There should be significant support for voluntary incentive auctions to free up broadcaster spectrum for use by commercial wireless, said Catherine McCullough, a lobbyist with Meadowbrook Strategic Government Relations, which represents broadcasts and wireless interests. She was a Democratic counsel for the Senate Commerce Committee 2003-2006. That’s because the auctions would mean more money for the U.S. Treasury, to reduce the deficit or to spend on other programs, McCullough said. On any legislative effort to bring more money into government, “you're going to see a lot of cooperation from a lot of different places,” she said.

Public safety spectrum legislation could move forward, because there’s agreement across party factions in the House and Senate, Paoletta said. House Homeland Security Chairman Peter King, R-N.Y., and Senate Commerce Committee Chairman Jay Rockefeller support giving public safety the 700 MHz D-block. But Democrats and Republicans in the House Commerce Committee last year supported a commercial auction of that spectrum. If King and Rockefeller push their bills forward, it will force the Commerce Committee to respond, Paoletta said.

Agreement on “baseline privacy legislation” is also possible, said McCullough.
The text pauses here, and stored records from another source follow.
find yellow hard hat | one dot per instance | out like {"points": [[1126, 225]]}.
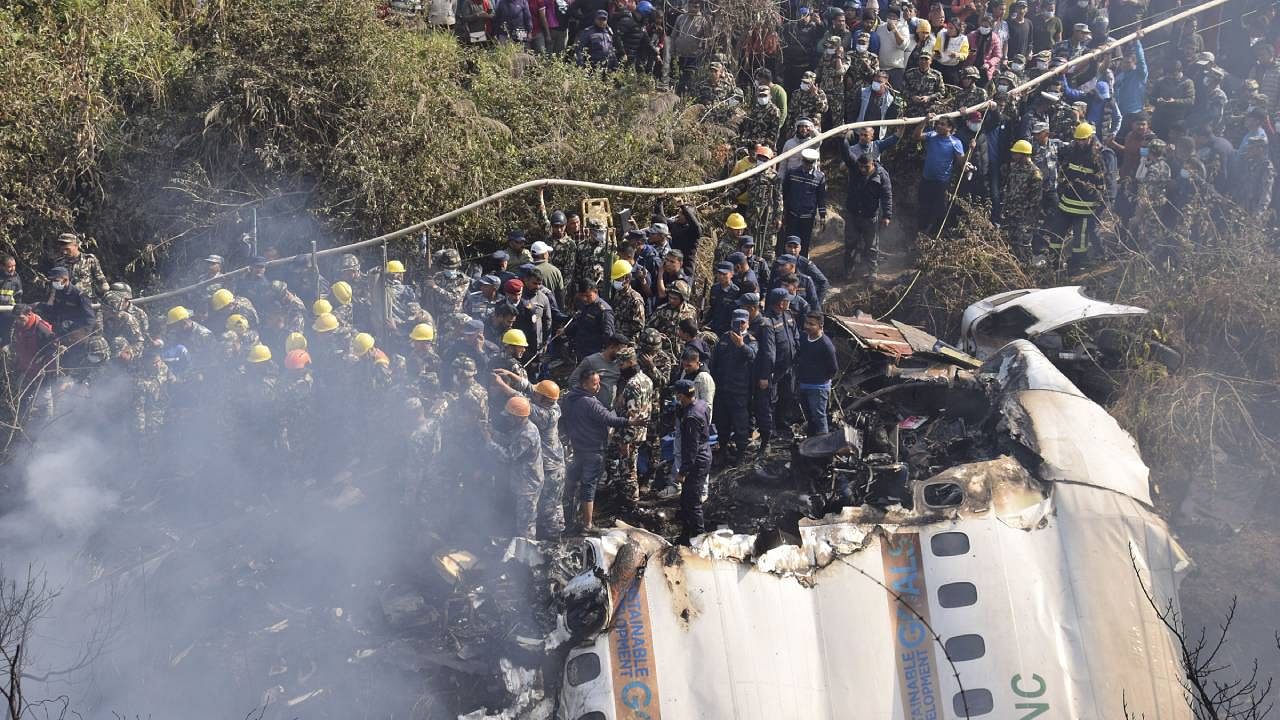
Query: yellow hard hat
{"points": [[515, 337], [423, 331], [621, 269], [361, 343], [519, 406], [222, 299], [342, 291], [325, 323], [177, 314], [548, 390]]}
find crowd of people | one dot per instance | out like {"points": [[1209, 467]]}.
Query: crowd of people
{"points": [[588, 352]]}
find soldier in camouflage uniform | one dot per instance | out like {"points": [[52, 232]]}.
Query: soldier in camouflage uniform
{"points": [[762, 122], [635, 399], [120, 327], [763, 212], [627, 304], [863, 65], [296, 402], [923, 86], [592, 254], [1023, 197], [809, 101], [717, 86], [151, 386], [85, 269], [521, 455], [970, 94], [831, 78], [667, 318], [446, 288]]}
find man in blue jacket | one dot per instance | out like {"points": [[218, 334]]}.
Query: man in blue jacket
{"points": [[695, 458], [732, 367], [868, 206], [586, 424], [816, 368]]}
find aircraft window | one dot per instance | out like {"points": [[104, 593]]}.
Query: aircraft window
{"points": [[583, 669], [944, 495], [972, 703], [945, 545], [958, 595], [965, 647]]}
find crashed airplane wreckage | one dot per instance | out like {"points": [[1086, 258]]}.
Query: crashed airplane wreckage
{"points": [[984, 547]]}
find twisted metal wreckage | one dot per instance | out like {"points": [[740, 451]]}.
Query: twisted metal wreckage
{"points": [[995, 554]]}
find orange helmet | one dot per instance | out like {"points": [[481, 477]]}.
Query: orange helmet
{"points": [[297, 359], [519, 406]]}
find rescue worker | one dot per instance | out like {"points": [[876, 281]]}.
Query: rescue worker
{"points": [[521, 451], [775, 367], [85, 270], [695, 458], [1080, 187], [732, 367], [586, 424], [1023, 197]]}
But Paoletta said she doesn’t expect it to be an early priority. McCullough said the House likely would begin with the bipartisan bill worked out last year by Rep. Cliff Stearns, R-Fla., and former Rep. Rick Boucher, D-Va. But elements of a competing privacy bill by Rep. Bobby Rush, D-Ill., may be absorbed, she said.
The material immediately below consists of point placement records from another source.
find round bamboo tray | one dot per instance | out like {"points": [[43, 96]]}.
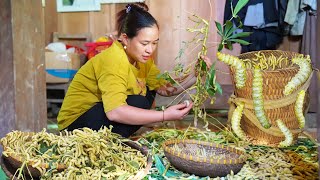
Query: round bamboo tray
{"points": [[276, 104], [214, 160]]}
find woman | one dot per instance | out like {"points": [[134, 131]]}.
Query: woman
{"points": [[117, 87]]}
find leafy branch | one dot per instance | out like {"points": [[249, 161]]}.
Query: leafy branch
{"points": [[206, 85]]}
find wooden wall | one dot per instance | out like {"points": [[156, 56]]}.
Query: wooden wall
{"points": [[172, 17], [22, 78]]}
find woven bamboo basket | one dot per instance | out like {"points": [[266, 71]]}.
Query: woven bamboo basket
{"points": [[276, 104], [203, 158]]}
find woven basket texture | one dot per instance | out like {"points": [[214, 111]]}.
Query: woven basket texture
{"points": [[214, 160], [274, 82]]}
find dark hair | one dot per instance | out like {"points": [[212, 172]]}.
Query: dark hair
{"points": [[133, 18]]}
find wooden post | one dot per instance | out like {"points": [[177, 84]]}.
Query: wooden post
{"points": [[318, 81], [22, 74]]}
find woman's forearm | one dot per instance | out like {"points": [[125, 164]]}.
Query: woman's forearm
{"points": [[134, 116], [169, 90]]}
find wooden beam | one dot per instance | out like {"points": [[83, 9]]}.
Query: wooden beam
{"points": [[22, 75]]}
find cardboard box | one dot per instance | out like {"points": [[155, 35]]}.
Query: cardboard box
{"points": [[61, 67]]}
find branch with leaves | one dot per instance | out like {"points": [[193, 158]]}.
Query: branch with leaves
{"points": [[206, 85]]}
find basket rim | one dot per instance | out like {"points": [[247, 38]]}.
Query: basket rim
{"points": [[198, 159]]}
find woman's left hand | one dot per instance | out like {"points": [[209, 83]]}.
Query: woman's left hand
{"points": [[207, 60]]}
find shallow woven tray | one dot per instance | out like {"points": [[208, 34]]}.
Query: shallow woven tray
{"points": [[187, 160]]}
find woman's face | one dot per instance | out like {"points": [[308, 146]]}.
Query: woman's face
{"points": [[141, 47]]}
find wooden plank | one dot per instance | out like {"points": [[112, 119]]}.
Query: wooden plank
{"points": [[51, 20], [7, 109], [28, 60], [73, 22]]}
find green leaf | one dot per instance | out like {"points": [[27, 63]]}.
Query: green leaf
{"points": [[166, 76], [134, 164], [43, 147], [239, 6], [228, 30], [123, 176], [209, 85], [242, 34], [229, 45], [219, 27], [220, 47], [218, 88], [243, 42]]}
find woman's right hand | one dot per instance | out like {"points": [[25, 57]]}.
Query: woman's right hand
{"points": [[177, 112]]}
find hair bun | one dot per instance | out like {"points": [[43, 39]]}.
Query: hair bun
{"points": [[141, 6]]}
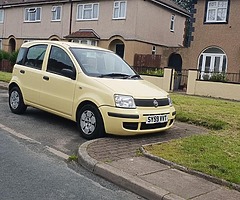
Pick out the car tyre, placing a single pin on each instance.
(16, 102)
(89, 122)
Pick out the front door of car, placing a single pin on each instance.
(57, 86)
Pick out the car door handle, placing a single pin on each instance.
(46, 78)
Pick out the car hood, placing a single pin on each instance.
(136, 88)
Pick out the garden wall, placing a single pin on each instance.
(212, 89)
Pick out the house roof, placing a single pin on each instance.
(83, 33)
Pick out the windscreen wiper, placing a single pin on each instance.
(114, 75)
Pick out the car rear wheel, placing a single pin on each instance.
(16, 102)
(89, 121)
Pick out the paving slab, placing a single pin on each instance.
(180, 183)
(139, 166)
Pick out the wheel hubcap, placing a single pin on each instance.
(14, 100)
(88, 122)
The House seems ready to consider a Universal Service Fund overhaul, McCullough said. She said Communications Subcommittee Chairman Greg Walden, R-Ore., comes from a rural state and hired a major USF player to his staff in Ray Baum. (See separate story in this issue.) And Commerce Committee Chairman Fred Upton, R-Mich., chose USF revamp bill sponsor Lee Terry, R-Neb., as the subcommittee’s vice-chairman, she added. In the Senate, Sen. Jim DeMint, R-S.C., could emerge as a key USF player because he’s a fiscal conservative who opposes government waste, McCullough said.
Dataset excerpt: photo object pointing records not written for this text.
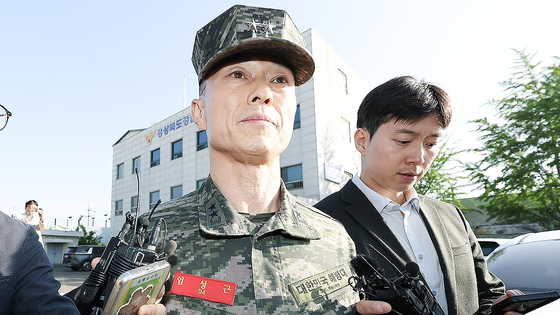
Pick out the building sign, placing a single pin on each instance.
(171, 127)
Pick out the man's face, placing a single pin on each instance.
(31, 208)
(398, 155)
(248, 109)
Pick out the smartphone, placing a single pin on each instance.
(524, 303)
(137, 287)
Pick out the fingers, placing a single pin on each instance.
(160, 295)
(94, 262)
(152, 309)
(365, 307)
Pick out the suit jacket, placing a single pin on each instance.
(27, 284)
(469, 286)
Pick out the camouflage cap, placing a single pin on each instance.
(243, 29)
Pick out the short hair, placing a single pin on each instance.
(403, 99)
(31, 202)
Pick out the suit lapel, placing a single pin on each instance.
(365, 214)
(438, 233)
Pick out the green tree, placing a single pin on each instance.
(442, 180)
(89, 238)
(520, 154)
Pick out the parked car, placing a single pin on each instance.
(530, 263)
(490, 244)
(80, 257)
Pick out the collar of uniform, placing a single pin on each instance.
(218, 217)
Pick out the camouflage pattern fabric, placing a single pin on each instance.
(296, 262)
(243, 29)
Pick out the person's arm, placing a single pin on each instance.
(41, 225)
(490, 287)
(36, 290)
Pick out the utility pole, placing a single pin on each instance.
(89, 210)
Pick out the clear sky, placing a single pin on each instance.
(78, 74)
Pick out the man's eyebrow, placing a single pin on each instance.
(409, 131)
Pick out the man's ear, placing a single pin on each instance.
(198, 114)
(361, 140)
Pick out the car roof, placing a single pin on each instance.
(529, 238)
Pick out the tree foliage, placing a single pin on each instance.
(520, 154)
(89, 238)
(442, 180)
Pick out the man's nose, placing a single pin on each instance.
(261, 94)
(416, 154)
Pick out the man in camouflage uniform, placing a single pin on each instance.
(245, 244)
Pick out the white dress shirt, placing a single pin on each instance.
(407, 224)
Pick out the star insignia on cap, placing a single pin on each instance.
(269, 28)
(253, 27)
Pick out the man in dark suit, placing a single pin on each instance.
(400, 124)
(27, 284)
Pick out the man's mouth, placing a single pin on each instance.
(258, 118)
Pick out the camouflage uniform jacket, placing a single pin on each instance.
(297, 262)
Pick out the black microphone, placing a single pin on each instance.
(363, 265)
(413, 269)
(141, 230)
(170, 247)
(126, 226)
(155, 235)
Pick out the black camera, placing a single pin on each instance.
(133, 247)
(406, 293)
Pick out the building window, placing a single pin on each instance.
(199, 183)
(154, 197)
(120, 171)
(136, 164)
(297, 121)
(155, 157)
(118, 207)
(345, 130)
(201, 140)
(133, 204)
(176, 191)
(343, 81)
(347, 176)
(292, 176)
(177, 149)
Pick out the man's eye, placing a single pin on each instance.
(237, 75)
(280, 80)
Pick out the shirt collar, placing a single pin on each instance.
(381, 202)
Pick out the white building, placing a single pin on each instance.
(172, 158)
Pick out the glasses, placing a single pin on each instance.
(4, 116)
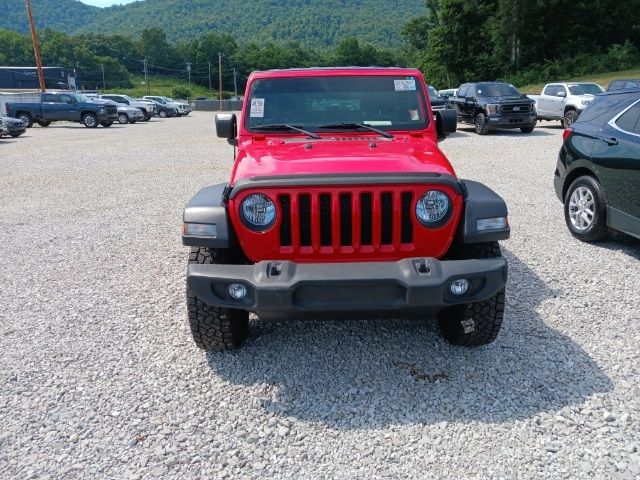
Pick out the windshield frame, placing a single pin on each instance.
(424, 104)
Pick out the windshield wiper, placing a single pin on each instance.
(284, 126)
(356, 126)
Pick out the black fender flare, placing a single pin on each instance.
(480, 202)
(208, 207)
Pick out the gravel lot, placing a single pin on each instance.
(100, 378)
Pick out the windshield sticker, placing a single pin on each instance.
(378, 123)
(406, 85)
(257, 108)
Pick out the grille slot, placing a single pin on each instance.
(285, 225)
(304, 211)
(345, 219)
(386, 224)
(406, 231)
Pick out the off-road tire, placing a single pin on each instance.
(482, 319)
(214, 328)
(480, 123)
(569, 118)
(598, 229)
(26, 119)
(90, 120)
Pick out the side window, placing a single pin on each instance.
(629, 119)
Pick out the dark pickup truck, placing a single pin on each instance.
(69, 107)
(492, 105)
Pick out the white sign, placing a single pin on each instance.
(257, 108)
(408, 84)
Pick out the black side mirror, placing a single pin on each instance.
(446, 123)
(227, 126)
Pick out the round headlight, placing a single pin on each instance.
(258, 211)
(433, 208)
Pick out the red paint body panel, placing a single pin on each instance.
(348, 152)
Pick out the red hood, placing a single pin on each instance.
(338, 154)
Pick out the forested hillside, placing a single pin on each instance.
(312, 23)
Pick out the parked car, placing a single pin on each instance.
(565, 101)
(163, 109)
(148, 108)
(54, 107)
(438, 102)
(341, 203)
(598, 170)
(181, 108)
(623, 84)
(11, 127)
(493, 105)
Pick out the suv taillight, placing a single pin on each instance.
(567, 133)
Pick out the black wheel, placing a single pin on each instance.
(569, 118)
(214, 328)
(481, 124)
(90, 120)
(474, 324)
(585, 209)
(26, 119)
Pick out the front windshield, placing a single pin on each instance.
(586, 89)
(497, 90)
(384, 102)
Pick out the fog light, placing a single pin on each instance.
(237, 291)
(460, 286)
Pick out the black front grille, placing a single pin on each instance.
(516, 108)
(346, 219)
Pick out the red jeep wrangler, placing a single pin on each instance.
(341, 204)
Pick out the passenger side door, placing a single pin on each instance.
(616, 155)
(548, 92)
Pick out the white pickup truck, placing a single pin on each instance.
(564, 101)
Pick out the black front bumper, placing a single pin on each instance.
(278, 289)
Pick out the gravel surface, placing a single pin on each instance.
(100, 378)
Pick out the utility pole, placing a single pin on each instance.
(146, 75)
(36, 45)
(220, 78)
(235, 84)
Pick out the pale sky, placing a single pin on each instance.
(106, 3)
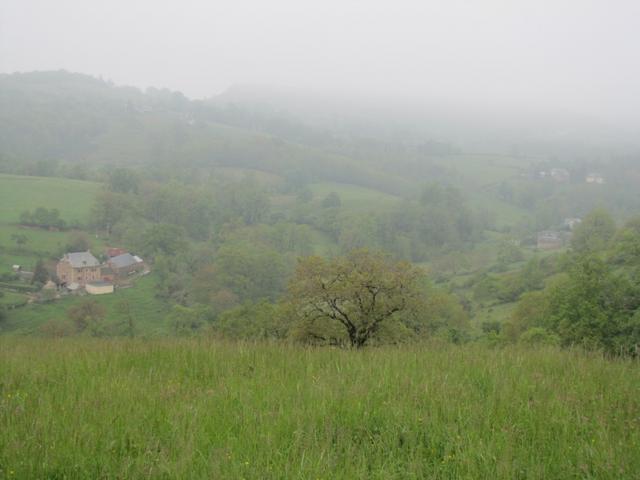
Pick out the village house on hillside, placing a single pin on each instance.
(82, 270)
(594, 178)
(78, 267)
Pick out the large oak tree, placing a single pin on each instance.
(353, 295)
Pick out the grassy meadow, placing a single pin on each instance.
(73, 198)
(147, 310)
(84, 408)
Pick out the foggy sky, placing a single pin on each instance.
(576, 55)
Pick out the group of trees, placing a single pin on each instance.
(595, 300)
(43, 217)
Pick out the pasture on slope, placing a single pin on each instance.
(86, 408)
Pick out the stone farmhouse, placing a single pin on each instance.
(79, 268)
(83, 270)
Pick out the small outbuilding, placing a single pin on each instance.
(99, 288)
(125, 264)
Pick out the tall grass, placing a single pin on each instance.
(81, 408)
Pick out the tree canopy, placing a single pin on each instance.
(353, 295)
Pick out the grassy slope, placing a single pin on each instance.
(354, 197)
(147, 310)
(73, 198)
(182, 409)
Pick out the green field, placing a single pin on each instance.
(81, 408)
(74, 198)
(354, 197)
(145, 307)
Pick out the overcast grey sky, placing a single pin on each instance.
(580, 55)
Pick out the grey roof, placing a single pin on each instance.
(124, 260)
(82, 259)
(100, 283)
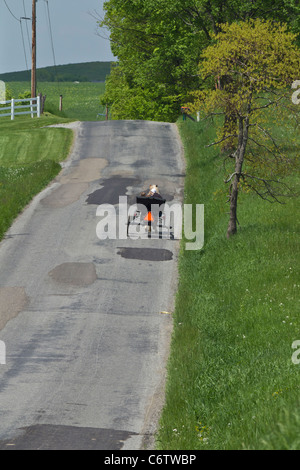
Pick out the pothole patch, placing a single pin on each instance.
(74, 274)
(12, 301)
(146, 254)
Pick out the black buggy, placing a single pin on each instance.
(149, 214)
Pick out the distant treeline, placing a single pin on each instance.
(83, 72)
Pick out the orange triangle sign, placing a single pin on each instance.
(148, 217)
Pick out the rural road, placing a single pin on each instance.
(81, 318)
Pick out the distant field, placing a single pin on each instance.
(81, 101)
(83, 72)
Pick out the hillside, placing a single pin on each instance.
(83, 72)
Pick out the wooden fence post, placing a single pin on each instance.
(12, 109)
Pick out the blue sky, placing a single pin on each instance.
(73, 28)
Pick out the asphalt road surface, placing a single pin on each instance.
(85, 321)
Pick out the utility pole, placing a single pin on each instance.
(33, 66)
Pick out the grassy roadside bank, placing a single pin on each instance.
(231, 380)
(29, 160)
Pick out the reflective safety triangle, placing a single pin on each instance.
(148, 217)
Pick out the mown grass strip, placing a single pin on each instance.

The former Hill aides said to expect extensive oversight of broadband stimulus funds, especially from House Republicans. House Oversight Committee Chairman Darrell Issa, R-Calif., wants to hold seven hearings a week, said McCullough, showing that “he is very serious in his determination to review programs and to look at where government’s role is and should be.” Issa told Politico back in November that he wants each of his committee’s seven subcommittees to hold one or two hearings a week.

A rewrite of the Telecom Act probably is not imminent, the former Hill aides said. “You have a lot of new members who don’t have the decades of experience that some of the departing members had,” Paoletta said. At most, there may be hearings in the second half of the year, she said. McCullough agreed. With neither party fully in control of the Hill, McCullough expects Congress to concentrate on investigations and oversight, she said.